I hope that you have been taught somewhere along the line that you are supposed to follow your conscience.  This is absolutely true.  However, in the process we have an obligation to be sure that our consciences are rightly formed.

In our society, it appears that we often base things on opinion polls and/or a type of moral relativity—the way that I feel about a particular thing.  In other words, things become pretty subjective.  I may think that something is bad while you think that it is okay.  With this manner of moral decision making, my truth becomes just as valid as your truth.  Who then is right?

Catholic morality is not based on subjective opinions but rather objective truth.  Just because many people may think that something is acceptable in today’s society, it does not mean that it is morally acceptable in God’s judgment.

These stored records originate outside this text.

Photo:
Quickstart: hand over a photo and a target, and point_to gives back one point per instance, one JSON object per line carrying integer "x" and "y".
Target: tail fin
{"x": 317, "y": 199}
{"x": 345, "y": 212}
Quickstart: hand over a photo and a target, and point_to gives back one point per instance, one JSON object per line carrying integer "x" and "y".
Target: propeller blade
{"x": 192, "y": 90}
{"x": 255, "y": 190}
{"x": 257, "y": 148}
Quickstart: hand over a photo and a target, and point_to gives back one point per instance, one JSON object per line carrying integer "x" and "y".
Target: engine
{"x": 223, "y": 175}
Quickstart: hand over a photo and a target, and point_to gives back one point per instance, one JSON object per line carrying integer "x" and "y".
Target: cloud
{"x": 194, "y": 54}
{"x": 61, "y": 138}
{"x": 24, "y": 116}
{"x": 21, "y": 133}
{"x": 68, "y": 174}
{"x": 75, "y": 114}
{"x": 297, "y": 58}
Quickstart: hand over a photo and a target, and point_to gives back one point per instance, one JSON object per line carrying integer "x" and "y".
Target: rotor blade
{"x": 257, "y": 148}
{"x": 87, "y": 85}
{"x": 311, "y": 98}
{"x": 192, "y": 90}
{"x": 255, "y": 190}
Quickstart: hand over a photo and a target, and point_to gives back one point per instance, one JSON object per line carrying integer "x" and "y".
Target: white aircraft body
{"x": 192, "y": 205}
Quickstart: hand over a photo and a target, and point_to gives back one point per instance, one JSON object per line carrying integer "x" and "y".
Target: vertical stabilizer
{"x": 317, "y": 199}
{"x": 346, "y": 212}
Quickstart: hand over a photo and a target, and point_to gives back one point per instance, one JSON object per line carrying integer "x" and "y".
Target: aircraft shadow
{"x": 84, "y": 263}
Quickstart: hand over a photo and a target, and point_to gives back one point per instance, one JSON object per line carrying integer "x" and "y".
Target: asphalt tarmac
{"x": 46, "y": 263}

Let me give you a practical example.  Premarital or extramarital sex has become widely accepted in our culture.  It is displayed and encouraged on the TV, in the movies, in novels, etc.  “Everybody does it!”  “If it feels so good, how can it be wrong?”  Yet, the Church continues to teach that every sexual act or genital expression outside of the context of marriage is morally wrong.  Without getting into the many reasons why this is so, suffice it to say that one of the primary reasons for intercourse is to create new life and to engage in this act outside of marriage leaves open the possibility that children will be created in an environment other than the family unit.

What then is this conscience that we are supposed to follow? Conscience is not a thing or an object but rather a judgmentIt is the last practical judgment concerning the goodness or badness of a human act to be performed here and now. It is our ability to make sound decisions or judgments based on objective moral truth.

In order to properly form our consciences (to make the best possible moral judgments), we have to do some homework.  Initially, we have to be sure that we find out exactly what the Church teaches on certain issues and why it teaches it.  The Catechism of the Catholic Church is a good reference book to use as a starting point.  Judgments on particular moral issues by the Church are prayerfully determined by referring to the Sacred Scriptures, to the writings of the Church Fathers and Saints, to the Magisterium of the Church, etc.  Often moral determinations employ an in-depth investigation of the natural law and both natural and social sciences involved with any issues.

I find too often that numerous Catholics in particular have limited learning about the faith—including various contemporary moral issues—because little or no continuing education takes place.  We should continue to learn until the day we die.  If a CCD education or elementary / high school Catholic education is where we stopped our formal education in the faith, then I guess that we do not always have the best tools to tackle the complexities of today’s moral issues.  We can rely on a blind obedience to the Church but it is always best to try to understand and to incorporate the rationale of the Church’s teaching into our own decision making. 

Simply stated, we need to be sure that our consciences are rightly formed (guided by authentic Church teaching) and then follow them.